そうだ、ナオが前使ってた、敵グループを攻撃する呪文。
俺にも…できるはずだ。
頭の中で何度も繰り返した呪文を思い切り叫ぶ。
ベギラナ!※正確にはベギラマです。
イメージでは石は砕け、地面に衝撃が走る、はずだった。
が、何の変化もない。
…おかしいな。
違う呪文にチャレンジしてみようと思い立つ。
右前方に小さな毒の沼地があった。
そうだ、ナオが前使ってた、毒の沼地を渡る呪文。
うまくいけば俺の足元は白い煙に覆われ
沼の毒も俺に害を及ぼさなくなるはずだ。
俺にも…できるはずだ。
頭の中で何度も繰り返した呪文を思い切り叫ぶ。
トラマガ!※正確にはトラマナです。
足元には何の変化もない。
まあ最初はそんなものかもしれない。
でも効果はきちんと出ているに違いない。
俺は沼に足を一歩踏み入れた。
じゅっ
じわっとしみる毒の沼。
…おかしいな。
とりあえず沼から出た。
俺…魔法の才能ないのかな。
いやいや、今まで練習をさぼっていたからだ。
ちゃんとやればできるに違いない。
違う呪文にチャレンジしてみようと思い立つ。
そうだ、ナオが前使ってた、街に戻る呪文。
あれを使えたらいろいろと便利かもしれない。
俺にも…できるはずだ。
頭の中で何度も繰り返した呪文を思い切り叫ぶ。
ルーナ!※正確にはルーラです。
イメージでは俺の体は勢いよく宙に浮き
町の前で着地する、はずだった。
が、何の変化もない。
「はぁ」
知らずに洩れるため息。
「やっぱり…無理なのかもな」
精神を集中して、魔力を使って呪文を唱える、ということが
イマイチよく分からない。
がんばってもどうやら俺の手からは稲妻は出ないらしい。
…まいったなぁ。
「何だか腹減ったな。
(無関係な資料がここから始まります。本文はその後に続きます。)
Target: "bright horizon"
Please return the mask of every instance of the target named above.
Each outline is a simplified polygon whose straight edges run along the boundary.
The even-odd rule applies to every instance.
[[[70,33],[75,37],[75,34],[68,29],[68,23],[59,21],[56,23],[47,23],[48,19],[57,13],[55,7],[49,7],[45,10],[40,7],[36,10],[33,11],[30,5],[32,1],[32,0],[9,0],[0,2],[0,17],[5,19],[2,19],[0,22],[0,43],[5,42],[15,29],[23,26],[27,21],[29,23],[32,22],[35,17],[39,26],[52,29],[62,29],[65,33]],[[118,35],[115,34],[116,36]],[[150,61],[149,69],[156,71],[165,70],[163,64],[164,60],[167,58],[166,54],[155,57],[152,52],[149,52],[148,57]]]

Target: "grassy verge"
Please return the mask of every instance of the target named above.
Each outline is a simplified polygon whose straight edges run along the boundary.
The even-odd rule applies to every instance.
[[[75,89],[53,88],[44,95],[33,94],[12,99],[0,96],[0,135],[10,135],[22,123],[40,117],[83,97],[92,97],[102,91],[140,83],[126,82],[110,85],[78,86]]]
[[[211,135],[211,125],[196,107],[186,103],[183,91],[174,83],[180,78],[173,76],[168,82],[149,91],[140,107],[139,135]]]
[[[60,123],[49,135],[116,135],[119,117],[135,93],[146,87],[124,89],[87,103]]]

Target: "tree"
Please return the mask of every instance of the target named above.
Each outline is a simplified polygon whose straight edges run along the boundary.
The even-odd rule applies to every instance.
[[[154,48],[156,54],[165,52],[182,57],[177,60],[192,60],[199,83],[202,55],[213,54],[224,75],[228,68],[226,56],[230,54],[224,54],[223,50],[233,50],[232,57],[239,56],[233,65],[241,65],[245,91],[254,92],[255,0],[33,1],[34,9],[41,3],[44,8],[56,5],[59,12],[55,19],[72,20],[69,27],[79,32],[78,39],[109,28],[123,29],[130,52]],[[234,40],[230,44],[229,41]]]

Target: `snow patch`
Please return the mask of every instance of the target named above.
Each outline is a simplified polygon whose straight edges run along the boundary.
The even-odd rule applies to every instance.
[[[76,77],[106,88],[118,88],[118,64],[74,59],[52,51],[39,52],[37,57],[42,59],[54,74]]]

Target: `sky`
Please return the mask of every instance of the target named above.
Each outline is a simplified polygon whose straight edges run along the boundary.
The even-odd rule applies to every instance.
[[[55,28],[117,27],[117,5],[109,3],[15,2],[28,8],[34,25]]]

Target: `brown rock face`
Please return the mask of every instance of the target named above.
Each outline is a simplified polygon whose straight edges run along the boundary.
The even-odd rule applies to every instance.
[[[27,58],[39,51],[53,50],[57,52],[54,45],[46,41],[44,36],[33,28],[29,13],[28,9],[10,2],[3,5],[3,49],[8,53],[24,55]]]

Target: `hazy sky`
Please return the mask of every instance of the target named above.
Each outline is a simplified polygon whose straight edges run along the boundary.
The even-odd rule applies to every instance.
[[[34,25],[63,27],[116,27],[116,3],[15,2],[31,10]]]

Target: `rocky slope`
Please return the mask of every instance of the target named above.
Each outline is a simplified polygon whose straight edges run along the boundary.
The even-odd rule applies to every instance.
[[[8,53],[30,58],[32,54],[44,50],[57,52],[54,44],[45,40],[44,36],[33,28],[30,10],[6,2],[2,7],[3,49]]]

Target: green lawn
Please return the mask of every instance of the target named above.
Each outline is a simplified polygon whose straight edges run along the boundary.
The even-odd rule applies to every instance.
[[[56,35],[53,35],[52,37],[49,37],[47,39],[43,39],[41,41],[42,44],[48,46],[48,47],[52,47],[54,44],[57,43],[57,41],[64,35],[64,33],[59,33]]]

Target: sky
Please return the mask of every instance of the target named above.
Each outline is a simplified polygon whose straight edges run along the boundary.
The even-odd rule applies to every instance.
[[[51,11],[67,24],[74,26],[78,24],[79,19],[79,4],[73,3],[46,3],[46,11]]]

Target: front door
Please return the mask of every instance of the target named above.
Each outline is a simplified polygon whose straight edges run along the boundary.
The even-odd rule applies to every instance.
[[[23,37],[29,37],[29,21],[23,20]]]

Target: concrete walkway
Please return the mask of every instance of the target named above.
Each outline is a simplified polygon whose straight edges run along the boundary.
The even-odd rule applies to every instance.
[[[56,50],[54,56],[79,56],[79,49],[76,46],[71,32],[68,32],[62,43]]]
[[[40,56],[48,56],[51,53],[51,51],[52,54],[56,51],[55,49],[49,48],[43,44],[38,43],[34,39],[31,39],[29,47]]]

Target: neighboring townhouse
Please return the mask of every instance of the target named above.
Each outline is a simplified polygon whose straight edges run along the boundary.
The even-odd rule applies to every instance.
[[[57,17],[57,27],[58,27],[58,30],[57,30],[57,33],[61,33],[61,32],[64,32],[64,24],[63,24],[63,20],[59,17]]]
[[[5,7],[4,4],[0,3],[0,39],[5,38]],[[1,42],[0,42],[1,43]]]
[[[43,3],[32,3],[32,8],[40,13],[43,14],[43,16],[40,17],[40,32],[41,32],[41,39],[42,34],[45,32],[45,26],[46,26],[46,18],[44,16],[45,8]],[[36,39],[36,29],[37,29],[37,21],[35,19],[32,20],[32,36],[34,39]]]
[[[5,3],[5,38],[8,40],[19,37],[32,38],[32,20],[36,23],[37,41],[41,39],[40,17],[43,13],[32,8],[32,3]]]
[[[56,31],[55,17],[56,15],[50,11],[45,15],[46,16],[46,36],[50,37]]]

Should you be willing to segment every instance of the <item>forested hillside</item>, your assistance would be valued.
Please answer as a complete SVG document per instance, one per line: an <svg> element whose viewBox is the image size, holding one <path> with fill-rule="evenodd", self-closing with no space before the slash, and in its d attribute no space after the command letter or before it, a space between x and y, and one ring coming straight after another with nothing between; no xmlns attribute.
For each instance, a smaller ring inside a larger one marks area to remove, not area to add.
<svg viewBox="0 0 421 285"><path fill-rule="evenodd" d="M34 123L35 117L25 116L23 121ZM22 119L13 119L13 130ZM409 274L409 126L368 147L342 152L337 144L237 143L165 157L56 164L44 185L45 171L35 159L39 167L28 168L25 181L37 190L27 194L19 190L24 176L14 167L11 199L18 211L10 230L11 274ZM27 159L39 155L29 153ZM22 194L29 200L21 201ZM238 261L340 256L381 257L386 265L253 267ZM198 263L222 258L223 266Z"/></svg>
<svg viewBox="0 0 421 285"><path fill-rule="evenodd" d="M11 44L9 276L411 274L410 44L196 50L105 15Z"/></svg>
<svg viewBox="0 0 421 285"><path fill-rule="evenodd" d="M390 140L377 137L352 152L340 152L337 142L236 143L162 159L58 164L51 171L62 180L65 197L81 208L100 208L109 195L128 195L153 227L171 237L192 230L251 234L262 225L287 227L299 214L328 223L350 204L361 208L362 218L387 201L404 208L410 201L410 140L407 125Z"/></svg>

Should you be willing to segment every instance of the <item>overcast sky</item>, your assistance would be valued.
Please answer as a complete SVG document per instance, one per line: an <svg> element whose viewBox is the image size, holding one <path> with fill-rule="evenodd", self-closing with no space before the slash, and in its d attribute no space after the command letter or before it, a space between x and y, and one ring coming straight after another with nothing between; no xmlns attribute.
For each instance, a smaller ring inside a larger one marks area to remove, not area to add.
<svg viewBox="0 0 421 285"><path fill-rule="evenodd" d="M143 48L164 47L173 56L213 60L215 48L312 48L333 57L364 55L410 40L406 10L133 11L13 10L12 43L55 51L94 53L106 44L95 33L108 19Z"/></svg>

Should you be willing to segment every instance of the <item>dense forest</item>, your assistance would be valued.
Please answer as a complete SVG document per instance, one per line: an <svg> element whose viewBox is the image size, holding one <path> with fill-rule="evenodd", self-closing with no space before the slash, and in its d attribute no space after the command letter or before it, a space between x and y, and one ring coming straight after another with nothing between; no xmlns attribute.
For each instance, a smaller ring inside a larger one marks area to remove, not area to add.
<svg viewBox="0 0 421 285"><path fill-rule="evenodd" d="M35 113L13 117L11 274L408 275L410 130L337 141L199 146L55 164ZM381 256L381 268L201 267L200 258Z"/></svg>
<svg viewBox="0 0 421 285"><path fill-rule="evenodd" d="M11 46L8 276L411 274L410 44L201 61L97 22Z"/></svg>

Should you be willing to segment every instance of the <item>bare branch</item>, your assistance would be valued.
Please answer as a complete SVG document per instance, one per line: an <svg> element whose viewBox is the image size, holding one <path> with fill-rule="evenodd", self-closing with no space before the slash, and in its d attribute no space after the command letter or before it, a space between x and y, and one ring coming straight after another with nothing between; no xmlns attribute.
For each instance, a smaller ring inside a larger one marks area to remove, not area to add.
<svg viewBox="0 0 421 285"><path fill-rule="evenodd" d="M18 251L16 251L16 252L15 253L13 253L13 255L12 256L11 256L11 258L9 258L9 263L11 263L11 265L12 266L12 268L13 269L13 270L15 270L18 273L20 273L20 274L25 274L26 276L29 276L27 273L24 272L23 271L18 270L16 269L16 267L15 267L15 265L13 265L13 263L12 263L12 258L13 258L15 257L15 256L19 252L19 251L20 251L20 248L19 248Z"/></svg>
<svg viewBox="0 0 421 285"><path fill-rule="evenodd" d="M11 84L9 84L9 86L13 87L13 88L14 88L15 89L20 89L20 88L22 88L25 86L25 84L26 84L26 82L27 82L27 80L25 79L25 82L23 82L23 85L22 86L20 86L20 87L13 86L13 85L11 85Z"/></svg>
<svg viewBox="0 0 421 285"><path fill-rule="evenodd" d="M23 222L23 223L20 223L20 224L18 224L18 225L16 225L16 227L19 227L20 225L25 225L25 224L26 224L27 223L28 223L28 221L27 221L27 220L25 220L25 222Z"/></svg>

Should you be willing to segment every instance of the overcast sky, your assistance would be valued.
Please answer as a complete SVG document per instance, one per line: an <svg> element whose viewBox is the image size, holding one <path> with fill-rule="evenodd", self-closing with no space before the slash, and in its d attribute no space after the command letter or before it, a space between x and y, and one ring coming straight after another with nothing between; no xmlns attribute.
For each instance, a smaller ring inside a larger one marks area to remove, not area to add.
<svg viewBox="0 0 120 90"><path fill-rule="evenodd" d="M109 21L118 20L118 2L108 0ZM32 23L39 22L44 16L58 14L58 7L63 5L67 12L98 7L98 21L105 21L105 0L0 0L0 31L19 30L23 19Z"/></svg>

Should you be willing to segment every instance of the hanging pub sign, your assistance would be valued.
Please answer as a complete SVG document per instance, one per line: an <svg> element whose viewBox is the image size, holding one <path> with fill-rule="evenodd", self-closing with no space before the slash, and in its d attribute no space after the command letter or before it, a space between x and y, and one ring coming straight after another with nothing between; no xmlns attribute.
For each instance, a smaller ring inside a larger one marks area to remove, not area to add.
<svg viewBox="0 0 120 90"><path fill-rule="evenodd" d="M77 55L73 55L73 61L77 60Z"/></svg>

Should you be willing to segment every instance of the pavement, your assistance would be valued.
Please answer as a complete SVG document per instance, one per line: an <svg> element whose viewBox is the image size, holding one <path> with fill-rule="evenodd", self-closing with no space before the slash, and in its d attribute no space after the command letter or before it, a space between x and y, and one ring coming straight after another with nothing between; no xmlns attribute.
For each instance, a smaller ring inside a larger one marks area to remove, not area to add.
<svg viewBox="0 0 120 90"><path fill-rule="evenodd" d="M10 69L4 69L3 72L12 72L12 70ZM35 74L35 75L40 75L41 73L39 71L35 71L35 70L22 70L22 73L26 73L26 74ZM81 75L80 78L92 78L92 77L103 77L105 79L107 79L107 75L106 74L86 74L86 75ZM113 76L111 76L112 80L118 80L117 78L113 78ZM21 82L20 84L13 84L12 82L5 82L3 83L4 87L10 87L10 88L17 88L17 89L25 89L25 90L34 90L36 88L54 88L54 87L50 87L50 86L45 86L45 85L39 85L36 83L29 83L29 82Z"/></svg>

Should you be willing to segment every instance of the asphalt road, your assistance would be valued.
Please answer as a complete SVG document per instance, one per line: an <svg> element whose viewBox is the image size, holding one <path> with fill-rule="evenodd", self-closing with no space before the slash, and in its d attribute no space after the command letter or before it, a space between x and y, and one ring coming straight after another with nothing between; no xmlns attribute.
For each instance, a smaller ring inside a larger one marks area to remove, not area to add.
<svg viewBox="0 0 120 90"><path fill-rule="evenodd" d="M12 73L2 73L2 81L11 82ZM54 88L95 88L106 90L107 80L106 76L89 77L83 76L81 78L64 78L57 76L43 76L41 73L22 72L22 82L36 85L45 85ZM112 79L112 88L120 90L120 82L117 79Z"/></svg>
そろそろ帰るか。あいつらもそろそろ起きる頃だ」
…ちょうどその頃。
「ユキー、何見てるのー?」
「しぃっ、見つかっちゃうわ。今いいところなのよ」
「ん?どうしたのー?」
物陰でカイの魔法こっそり練習を見つめるユキと
そのユキを見つめるナオがいることに
カイはまだ気付いていなかった。